Does anyone seriously expect the elderly or transport dependent to wait two hours for a bus to and from the supermarket?  With gaps between services this ridiculously large it will mean  taxis or help fromfriends and relatives will still be on the agenda for many east-siders.  This is not a happy way to live - relying on others and having to request help is often humiliating for people whose self respect is closely linked to retaining maximum freedom of movement and independence.

And so much for paying Ecan transport rates!

As for those away from bus routes in Dallington, Avonside, Aranui etc hoping to get to work or school, No service for you at all. What a farce.

Meanwhile Dame Margeret Bazley pockets her $1400 per meeting to oversee the effective operation of Christchurch buses!!

What a bloody insult to those already disadvantaged, economically and by earthquake damages!! What a pathetic response ECan!


 





Saturday, February 25, 2012

Enrico Penalosa writes on mobility and equality

A very good article in The New Statesman this week, written by Enrico Penalosa, former Mayer of Bogota - a city the population size of London - which has (according to a Bogota resident who stayed with friends here in Christchurch)  "fantastic cycleways" and a city which showed that buses can do what rail can do, but better, reaching deeper into all areas, running more frequently, without need for huge underground tunnels, and at much lower infrastructure costs.

Penalosa is one of the few politicians in the world to speak honestly and logically about where a civilised world must go  if it is to create effective, democratic, and attractive transport alternatives.

A couple of quotes from the longer article;

" Basic democracy:  if all citizens are equal before the Law as Constitutions state in their first article, then a citizen on a $ 30 bicycle has the same right to safe mobility as one on a $30,000 car; and a bus with 100 passengers has a right to 100 times more road space than a car with one. It is not only democratic; it is the most efficient way of using a scarce resource such as road space.To clarify this let´s imagine a catastrophe leaves us with enough fuel for only 5% of vehicles in a city, to whom would we allocate it? For survival, we would necessarily allocate it to trucks and buses. Now, if what is scarce is not fuel, but rather road space, shouldn´t we do likewise?"

and further along in the article....

"Bicycling is, in some respect,a more efficient way of walking. We built hundreds of kilometers of protected bicycle ways and raised the number of those biking to work from practically nothing to more than 350,000 daily. Riding to work saves a minimum wage earner two months' salary every year. Bike ways protected bicyclists, but at least as important was the symbolic effect: they showed a citizen on a $30 bicycle was as important as one on a $ 30,000 car: they raised the social status of bicyclists. Two projects for bicyclists were particularly significant: Porvenir promenade, a 24 kilometer long pedestrian-and-bicycle-only through low income areas south west of the city; and the Juan Amarillo greenway, 32 kilometers long linking some very low income areas to the highest income areas of the city. Both of those ¨bicycle highways¨ through one of the densest cities in the world are used by tens of thousands daily."

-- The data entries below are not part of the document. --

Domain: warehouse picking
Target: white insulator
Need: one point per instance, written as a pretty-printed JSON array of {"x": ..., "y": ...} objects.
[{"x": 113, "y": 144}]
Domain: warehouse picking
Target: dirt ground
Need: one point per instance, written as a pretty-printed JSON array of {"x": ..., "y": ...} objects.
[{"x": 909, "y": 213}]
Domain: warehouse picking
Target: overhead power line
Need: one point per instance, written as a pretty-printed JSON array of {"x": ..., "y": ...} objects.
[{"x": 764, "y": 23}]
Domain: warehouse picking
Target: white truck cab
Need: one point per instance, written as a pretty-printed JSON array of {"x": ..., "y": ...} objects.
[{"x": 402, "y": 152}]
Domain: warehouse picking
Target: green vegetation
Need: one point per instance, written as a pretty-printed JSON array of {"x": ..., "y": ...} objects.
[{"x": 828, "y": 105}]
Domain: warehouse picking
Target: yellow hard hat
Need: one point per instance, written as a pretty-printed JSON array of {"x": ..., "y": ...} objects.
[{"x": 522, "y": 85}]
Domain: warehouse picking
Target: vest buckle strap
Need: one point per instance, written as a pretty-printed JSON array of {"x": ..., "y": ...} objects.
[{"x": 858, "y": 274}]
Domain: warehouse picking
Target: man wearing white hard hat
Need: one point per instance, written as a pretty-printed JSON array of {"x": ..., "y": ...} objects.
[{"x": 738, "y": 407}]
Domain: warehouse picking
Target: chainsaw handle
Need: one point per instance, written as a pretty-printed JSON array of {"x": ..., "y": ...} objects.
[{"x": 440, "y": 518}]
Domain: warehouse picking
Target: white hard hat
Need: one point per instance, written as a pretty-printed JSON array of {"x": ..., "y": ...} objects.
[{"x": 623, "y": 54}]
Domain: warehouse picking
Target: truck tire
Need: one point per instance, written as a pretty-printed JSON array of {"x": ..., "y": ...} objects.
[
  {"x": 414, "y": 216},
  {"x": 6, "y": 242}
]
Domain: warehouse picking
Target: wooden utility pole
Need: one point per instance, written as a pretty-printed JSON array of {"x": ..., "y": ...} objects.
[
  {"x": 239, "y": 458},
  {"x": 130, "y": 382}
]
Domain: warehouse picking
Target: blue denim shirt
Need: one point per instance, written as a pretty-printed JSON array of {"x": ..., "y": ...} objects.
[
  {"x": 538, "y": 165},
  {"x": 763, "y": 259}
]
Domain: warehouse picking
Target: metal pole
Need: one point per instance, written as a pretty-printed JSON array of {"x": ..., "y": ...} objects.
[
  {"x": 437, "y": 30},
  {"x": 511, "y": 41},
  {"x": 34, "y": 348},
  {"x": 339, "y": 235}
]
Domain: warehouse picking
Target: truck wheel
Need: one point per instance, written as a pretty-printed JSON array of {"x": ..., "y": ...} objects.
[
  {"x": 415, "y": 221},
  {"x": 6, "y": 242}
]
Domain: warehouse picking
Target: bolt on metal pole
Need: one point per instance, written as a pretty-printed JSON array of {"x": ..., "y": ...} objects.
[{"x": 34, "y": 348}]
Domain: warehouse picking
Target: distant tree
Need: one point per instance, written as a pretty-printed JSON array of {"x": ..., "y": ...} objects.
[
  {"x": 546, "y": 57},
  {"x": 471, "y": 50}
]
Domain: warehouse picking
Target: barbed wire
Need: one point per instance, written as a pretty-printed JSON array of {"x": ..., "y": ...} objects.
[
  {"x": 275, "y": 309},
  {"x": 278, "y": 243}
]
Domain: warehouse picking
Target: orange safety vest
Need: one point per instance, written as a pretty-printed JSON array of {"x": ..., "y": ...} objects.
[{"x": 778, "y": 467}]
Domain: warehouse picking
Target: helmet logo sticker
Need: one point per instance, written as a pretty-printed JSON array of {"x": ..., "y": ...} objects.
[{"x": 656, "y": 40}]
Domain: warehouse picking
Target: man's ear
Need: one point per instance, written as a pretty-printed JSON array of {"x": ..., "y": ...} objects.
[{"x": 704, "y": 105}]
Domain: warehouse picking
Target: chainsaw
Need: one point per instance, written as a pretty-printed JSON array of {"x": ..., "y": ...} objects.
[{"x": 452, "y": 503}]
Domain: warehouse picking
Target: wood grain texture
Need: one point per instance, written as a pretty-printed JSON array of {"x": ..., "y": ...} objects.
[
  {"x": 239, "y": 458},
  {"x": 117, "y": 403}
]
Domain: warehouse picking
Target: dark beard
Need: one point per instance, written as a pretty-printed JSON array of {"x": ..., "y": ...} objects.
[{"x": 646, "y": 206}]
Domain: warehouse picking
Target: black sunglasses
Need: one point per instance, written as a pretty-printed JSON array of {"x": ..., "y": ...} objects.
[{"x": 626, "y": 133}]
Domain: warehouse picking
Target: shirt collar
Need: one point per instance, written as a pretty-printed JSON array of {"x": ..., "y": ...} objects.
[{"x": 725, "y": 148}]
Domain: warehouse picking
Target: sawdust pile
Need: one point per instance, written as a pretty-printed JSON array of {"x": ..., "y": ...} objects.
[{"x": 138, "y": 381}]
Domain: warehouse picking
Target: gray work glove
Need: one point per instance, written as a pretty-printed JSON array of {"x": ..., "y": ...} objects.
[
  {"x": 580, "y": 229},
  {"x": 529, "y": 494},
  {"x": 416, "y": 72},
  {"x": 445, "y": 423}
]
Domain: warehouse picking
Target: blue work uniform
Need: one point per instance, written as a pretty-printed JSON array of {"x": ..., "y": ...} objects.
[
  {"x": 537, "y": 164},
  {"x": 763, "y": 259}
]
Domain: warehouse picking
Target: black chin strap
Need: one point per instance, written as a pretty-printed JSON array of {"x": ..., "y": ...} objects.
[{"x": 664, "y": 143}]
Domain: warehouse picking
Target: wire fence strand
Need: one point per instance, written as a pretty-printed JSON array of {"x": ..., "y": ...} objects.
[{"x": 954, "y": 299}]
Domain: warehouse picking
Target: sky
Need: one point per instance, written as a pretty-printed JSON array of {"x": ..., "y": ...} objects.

Read the full New Statesmn article here 

ALSO RECENT  "The Surface Subway;  How a Small South American City spawned Bus Rapid Transit

Friday, February 10, 2012

Knee-deep in central Christchurch history?

I have been very busy researching some early Canterbury history lately, for a very specific project (only marginally related to public transport) making regular blog postings a little more difficult during this month gone and February.

One bit of background reading I was doing is "The Early Days of Canterbury" compiled by Selwyn Bruce and published in 1932. There is still a copy available to borrow from Christchurch City Libraries. This history scanned back across the previous 80 years, I presume the author/editor was himself fairly elderly at the time.

Here is a description, page 57-58 of a facet of what is now the central business area of Christchurch - one that I have never heard described before anywhere.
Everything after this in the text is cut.